Todesschuss mit Folgen

1967: Der erschossene Benno Ohnesorg

2. Juni 1967

Dieses Datum ging in die Geschichte ein, weil erst­mals ein Demons­trant von der Polizei erschossen wurde. Schon am Vormittag hatte es vor dem Rathaus Schö­ne­berg Ausein­an­der­set­zungen gegeben. Das Rathaus war damals Sitz des West-Berliner Senats und dorthin kam der Schah von Persien, Reza Pahlavi, zu einem Staats­be­such. Der Schah war aufgrund seines dikta­to­ri­schen Regie­rungs­stils inter­na­tional in der Kritik. Der Sozia­lis­ti­sche Deut­sche Studen­ten­bund orga­ni­sierte eine Kund­ge­bung vor dem Rathaus, um gegen die Diktatur in Persien (heute: Iran) zu protes­tieren. Denen gegen­über standen nicht nur Poli­zisten, sondern auch über 100 Jubel­perser, die mit Knüp­peln bewaffnet waren. Nach dem Eintreffen des Schahs gingen sie mit Holz­latten und Stahl­rohren auf die Demons­tranten los, wobei sie zahl­reiche Menschen verletzten, einige schwer. Die Poli­zisten standen direkt daneben und griffen nicht ein.

Nach dieser Erfah­rung war die Stim­mung am Abend ange­spannt, aller­dings nicht aggressiv, als der Schah zu einem Besuch an der Deut­schen Oper in Char­lot­ten­burg vorfuhr. Wieder gab es eine Demons­tra­tion vor Ort, die diesmal von der Polizei nieder­ge­knüp­pelt wurde. Sie kesselte die Protes­tierer ein und schlugen von allen Seiten auf sie ein. Die Polizei setzte auch Wasser­werfer und Tränengas ein, dutzende Demons­tranten wurden verletzt. Zivile Greif­trupps jagten denje­nigen hinterher, die es geschafft hatten, zu fliehen. Dabei wurde im Hof der Krummen Straße 66 der 26-jährige Student Benno Ohnesorg erschossen. Er wurde bereits von drei Poli­zisten fest­ge­halten, als ihn der Zivil­be­amte Karl-Heinz Kurras aus einein­halb Meter Entfer­nung in den Hinter­kopf schoss.

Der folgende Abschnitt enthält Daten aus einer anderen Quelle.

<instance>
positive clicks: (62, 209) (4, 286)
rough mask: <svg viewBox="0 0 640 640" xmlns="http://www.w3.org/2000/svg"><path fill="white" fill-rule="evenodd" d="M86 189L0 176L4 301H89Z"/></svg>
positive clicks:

Ohnesorg starb auf dem Weg ins Kran­ken­haus Moabit.

2009, fünf Jahre vor dem Tod von Kurras, wurde bekannt, dass er bereits seit 1955 Inof­fi­zi­eller Mitar­beiter der DDR-Staats­si­cher­heit war und die ganze Zeit über Interna aus der Krimi­nal­po­lizei berichtet hat. Kurz nach der Erschie­ßung been­dete die Stasi die Zusam­men­ar­beit mit ihm.

Die grund­lose Ermor­dung Ohnes­orgs löste in der Bundes­re­pu­blik und West-Berlin eine fatale Entwick­lung aus. Viele Studenten und auch prole­ta­ri­sche Jugend­liche radi­ka­li­sierten sich und wandten sich vom Staat ab. Die terro­ris­ti­schen Gruppen Rote Armee Frak­tion (RAF) sowie Bewe­gung 2. Juni bezogen sich direkt auf diese Tat, die allge­mein als Hinrich­tung betrachtet wurde.